Outro representante do Espírito Santo, o senador Marcos do Val (Podemos) questionou o procurador-geral da República logo após a manifestação de Contarato.
"Quero dar as boas vidas ao doutor Aras e dizer que, quando ele fala que paga um alto preço, simbolicamente dizendo, por não estar com a família, com os pais, com os filhos. A gente passa isso aqui e a sociedade lá fora não faz ideia disso, de como é difícil exercer essa função", começou.
Em seguida, afirmou que o combate à corrupção é um valor inegociável e perguntou: "De que forma a PGR tem agido para garantir que ações de representação à corrupção não se esvaiam para que não voltemos ao estado letárgico que vivíamos até o desvendar dos conluios ilegais feitos por empresas, autoridades públicas, que causaram, durante anos, prejuízos irreparáveis às estatais, aos fundos de pensão e ao nosso país?".
O presidente da CCJ, senador Davi Alcolumbre (DEM-AP), agradeceu a Do Val por ele não ter utilizado todo o tempo a que tinha direito para falar.
Aras, momentos antes na sabatina, havia criticado a Lava Jato e o modelo de forças-tarefas que permitiu a realização da operação. A Lava Jato teve como alvos políticos de diversos partidos, como PT e PP. O PP, aliás, hoje integra o governo Bolsonaro.

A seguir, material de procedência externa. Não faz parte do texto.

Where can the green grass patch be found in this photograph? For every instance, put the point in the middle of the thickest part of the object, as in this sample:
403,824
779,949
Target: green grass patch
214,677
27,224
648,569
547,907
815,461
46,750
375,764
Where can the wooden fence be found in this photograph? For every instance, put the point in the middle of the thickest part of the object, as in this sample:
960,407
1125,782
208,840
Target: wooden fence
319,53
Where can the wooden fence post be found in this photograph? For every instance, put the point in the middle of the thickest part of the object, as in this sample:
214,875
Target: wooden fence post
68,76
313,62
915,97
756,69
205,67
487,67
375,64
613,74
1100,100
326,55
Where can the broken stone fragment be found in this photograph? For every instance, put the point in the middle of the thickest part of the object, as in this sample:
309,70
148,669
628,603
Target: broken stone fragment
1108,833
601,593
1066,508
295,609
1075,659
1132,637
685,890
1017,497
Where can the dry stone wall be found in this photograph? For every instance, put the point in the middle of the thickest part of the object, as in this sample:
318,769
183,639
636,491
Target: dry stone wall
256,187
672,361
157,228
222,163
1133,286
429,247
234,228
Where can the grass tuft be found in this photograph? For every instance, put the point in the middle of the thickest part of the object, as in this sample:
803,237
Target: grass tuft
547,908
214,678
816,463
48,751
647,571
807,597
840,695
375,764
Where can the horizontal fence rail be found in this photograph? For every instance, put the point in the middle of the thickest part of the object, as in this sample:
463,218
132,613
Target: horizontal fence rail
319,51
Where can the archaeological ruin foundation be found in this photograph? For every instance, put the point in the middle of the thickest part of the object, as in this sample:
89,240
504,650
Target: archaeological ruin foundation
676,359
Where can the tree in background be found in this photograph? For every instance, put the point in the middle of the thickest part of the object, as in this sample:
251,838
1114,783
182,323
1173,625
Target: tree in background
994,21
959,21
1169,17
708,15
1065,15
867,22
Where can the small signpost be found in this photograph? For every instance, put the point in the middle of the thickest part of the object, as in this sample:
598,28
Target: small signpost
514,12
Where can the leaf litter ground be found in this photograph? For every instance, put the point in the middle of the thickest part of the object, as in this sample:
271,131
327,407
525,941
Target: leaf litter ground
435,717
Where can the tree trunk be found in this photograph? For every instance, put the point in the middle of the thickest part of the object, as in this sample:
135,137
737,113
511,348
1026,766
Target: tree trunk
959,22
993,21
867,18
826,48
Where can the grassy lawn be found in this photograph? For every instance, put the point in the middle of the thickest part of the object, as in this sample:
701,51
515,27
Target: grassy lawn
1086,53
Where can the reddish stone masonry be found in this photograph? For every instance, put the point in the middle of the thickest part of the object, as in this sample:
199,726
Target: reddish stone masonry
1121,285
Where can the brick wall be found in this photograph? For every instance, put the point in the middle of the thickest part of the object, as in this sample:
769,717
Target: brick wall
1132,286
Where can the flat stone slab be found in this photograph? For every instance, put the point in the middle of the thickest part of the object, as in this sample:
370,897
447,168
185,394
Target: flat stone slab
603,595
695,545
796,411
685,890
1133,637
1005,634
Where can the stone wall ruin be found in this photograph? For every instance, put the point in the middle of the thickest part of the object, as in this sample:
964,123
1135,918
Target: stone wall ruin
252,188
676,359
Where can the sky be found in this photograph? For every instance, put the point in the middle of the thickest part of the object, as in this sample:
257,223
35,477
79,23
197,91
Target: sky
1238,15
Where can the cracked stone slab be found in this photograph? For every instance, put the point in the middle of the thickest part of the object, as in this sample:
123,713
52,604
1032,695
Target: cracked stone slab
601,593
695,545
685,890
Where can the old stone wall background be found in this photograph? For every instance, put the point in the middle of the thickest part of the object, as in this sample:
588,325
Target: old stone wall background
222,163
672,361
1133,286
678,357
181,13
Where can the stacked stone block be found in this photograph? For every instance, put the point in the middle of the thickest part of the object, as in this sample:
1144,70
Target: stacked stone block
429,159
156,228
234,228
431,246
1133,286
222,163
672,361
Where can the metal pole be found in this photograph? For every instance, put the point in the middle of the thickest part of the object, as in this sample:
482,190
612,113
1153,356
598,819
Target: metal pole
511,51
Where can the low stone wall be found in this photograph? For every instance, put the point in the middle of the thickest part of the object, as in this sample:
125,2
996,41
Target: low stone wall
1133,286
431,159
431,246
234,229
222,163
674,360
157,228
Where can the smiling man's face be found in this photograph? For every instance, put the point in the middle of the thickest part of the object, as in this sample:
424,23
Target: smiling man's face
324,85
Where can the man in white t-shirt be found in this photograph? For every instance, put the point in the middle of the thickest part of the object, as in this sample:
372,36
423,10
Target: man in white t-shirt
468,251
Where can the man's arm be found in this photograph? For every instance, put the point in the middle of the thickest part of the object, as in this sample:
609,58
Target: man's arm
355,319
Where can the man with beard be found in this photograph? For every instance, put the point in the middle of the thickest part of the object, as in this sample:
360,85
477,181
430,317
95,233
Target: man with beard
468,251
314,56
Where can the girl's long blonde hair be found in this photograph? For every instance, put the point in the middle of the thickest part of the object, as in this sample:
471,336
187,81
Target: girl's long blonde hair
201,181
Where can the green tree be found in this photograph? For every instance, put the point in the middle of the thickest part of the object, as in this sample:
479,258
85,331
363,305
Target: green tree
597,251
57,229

O procurador-geral respondeu a Do Val dizendo que remodelou o modelo de forças-tarefas, implantando mais grupos de combate à corrupção.
O desmantelamento da força-tarefa de Curitiba, no entanto, foi criticado por procuradores da República e marcou o fim da Lava Jato. Aras sustenta que os Grupos de Atuação Especial de Combate ao Crime Organizado (Gaecos) criados na gestão dele são mais eficientes.
Procuradores Regionais da República que atuam no Tribunal Regional Federal da 4ª Região – que julgou recursos no âmbito da Lava Jato – nem quiseram integrar o Gaeco. Como registrou o jornal "Folha de S.Paulo", “os procuradores que criticam a gestão de Aras veem risco de perda de autonomia e identificam um movimento para reduzir a independência desses grupos e concentrar na PGR informações sobre as operações, com acesso a provas e dados sigilosos”.
A sessão da CCJ do Senado é transmitida ao vivo, na TV Senado no YouTube. O senador Eduardo Braga (MDB-AM) resolveu fazer perguntas enviadas por internautas. Volta e meia dizia: "o fulano (falava o nome da pessoa), de Goiás, quer saber ...".